Giovanni, conversely, made no attempts to hide his own tension. He was standing up, hackles slightly raised as he stared towards the north, the rays of sun in the eastern sky catching in his coal-black fur, matted and irregular where old scars ran across his flesh.

Both of them knew, from their lupine senses and a deeper more spiritual knowing, that this was the path by which the sons of Fenrir would come on their way to Rome. Both of them had protected Italy for centuries, millennia in Capitolina’s case, and today was no different. They had stood against mortal armies and lesser hostile spirits time and time again as Giovanni protected the faithful and Capitolina had defended her city, but neither of them had faced a foe like this. Gods had come and gods had gone in search of worshippers, but now two divine wolves were coming in search of vengeance, and the two of them were all that stood in their path.

Skoll and Hati. Giovanni had only recently learned the names. Sons of Fenrir the Devourer, grandsons of Loki the Norse trickster god. Between them they would devour the Sun and Moon, casting the world into darkness as their father devoured Odin, Lord of the Aesir.

In comparison, Giovanni the Wolf of Gubbio was noticeably lacking in titles.

In a straight fight Giovanni did not like their odds. They were all spirits, wolves more powerful and more intelligent than simple beasts, but not all spirits were created equal. Skoll and Hati were god-slaying beasts of legends. Giovanni had simply hounded a single village as a monster while Capitolina carried the strength of ancient Rome’s kings and armies. Strong to be sure, but not nearly so strong as the beings they were to face.

But what choice did they have?

“Here they come.” Capitolina said, eyes watchful of the horizon. Her senses were sharper than his, as it took another few minutes before his nose and eyes caught what hers had.

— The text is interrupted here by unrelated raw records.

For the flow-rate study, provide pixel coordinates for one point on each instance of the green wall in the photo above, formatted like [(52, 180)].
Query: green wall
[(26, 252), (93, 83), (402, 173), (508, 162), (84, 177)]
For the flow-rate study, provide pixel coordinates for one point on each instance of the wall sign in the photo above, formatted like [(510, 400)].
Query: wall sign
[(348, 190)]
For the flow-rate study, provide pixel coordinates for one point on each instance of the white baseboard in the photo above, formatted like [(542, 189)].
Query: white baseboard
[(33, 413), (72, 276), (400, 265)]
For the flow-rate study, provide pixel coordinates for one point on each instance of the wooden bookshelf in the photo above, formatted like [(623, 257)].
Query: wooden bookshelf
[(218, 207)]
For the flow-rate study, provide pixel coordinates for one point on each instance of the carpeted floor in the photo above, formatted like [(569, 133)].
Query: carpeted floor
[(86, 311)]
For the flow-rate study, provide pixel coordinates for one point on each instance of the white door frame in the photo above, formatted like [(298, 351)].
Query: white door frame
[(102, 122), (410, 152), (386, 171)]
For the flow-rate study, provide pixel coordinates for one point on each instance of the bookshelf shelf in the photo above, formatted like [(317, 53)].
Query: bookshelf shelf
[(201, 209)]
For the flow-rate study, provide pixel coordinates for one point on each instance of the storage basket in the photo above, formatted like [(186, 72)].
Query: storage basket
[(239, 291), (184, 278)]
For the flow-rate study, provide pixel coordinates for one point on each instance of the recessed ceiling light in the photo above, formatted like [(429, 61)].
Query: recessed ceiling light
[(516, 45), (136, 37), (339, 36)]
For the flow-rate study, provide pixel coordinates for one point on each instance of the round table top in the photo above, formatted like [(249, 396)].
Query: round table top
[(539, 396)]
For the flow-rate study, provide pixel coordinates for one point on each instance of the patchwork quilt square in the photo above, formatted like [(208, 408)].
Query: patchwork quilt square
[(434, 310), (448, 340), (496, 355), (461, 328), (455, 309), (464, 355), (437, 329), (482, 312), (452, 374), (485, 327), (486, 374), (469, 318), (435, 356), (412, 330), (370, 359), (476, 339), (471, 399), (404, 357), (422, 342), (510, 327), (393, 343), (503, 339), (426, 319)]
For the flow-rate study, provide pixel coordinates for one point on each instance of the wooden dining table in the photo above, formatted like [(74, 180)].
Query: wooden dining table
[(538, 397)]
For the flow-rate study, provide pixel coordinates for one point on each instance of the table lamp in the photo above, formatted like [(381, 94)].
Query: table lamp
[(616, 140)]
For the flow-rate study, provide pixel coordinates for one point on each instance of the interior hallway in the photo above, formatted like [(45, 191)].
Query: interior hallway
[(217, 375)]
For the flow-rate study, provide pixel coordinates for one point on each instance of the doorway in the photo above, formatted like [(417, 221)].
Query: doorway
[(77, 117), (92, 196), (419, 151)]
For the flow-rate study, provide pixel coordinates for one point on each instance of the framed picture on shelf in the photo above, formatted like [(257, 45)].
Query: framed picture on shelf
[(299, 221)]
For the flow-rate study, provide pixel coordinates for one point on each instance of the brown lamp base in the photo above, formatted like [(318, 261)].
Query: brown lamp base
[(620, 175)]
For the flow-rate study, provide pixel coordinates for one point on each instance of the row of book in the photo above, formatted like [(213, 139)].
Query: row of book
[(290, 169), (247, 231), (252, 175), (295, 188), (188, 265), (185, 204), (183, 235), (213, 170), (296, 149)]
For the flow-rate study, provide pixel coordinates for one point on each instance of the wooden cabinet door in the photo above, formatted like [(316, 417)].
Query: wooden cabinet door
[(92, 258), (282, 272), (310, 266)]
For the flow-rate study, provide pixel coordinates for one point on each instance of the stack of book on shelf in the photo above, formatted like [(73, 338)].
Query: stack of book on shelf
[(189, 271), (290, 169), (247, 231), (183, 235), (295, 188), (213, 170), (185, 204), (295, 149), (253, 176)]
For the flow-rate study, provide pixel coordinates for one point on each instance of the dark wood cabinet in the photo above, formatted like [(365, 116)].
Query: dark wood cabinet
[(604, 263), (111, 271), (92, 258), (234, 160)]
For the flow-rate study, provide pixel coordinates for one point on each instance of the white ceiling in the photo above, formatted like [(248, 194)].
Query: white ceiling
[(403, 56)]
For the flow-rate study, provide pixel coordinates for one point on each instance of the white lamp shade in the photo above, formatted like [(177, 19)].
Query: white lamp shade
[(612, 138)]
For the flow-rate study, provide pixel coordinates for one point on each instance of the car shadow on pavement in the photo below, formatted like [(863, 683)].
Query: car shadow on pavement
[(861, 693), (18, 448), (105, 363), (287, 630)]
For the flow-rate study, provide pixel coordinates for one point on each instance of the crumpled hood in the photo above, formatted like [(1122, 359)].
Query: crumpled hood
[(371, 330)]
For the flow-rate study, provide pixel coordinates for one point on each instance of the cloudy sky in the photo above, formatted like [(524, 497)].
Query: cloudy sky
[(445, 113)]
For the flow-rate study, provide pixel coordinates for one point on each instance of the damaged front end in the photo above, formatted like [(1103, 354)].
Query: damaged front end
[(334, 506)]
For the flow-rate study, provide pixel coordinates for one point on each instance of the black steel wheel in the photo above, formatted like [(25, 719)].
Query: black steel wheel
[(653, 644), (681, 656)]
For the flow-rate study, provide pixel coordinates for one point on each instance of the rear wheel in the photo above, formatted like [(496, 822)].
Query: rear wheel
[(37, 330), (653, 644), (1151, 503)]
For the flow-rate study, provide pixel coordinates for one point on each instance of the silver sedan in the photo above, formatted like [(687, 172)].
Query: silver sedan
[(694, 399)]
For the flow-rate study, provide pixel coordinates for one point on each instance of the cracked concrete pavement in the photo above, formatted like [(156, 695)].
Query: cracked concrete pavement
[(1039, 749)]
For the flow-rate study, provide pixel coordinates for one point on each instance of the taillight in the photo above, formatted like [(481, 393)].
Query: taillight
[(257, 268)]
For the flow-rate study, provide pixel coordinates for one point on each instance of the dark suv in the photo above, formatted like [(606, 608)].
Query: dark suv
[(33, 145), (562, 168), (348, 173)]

The sky to the north had begun to darken, thick clouds rolling in to obscure the sun as the moon retreated below the horizon. Sol and Mani, the Norse called them, while Giovanni and Capitolina preferred Sol and Luna. Both of them had fled at the sight of the wolves, far from home but forever at the heels of the celestial orbs. Giovanni felt a shiver run down his spine as his coarse hairs stood one end. He could not say his presence had ever caused a shift in the sky before.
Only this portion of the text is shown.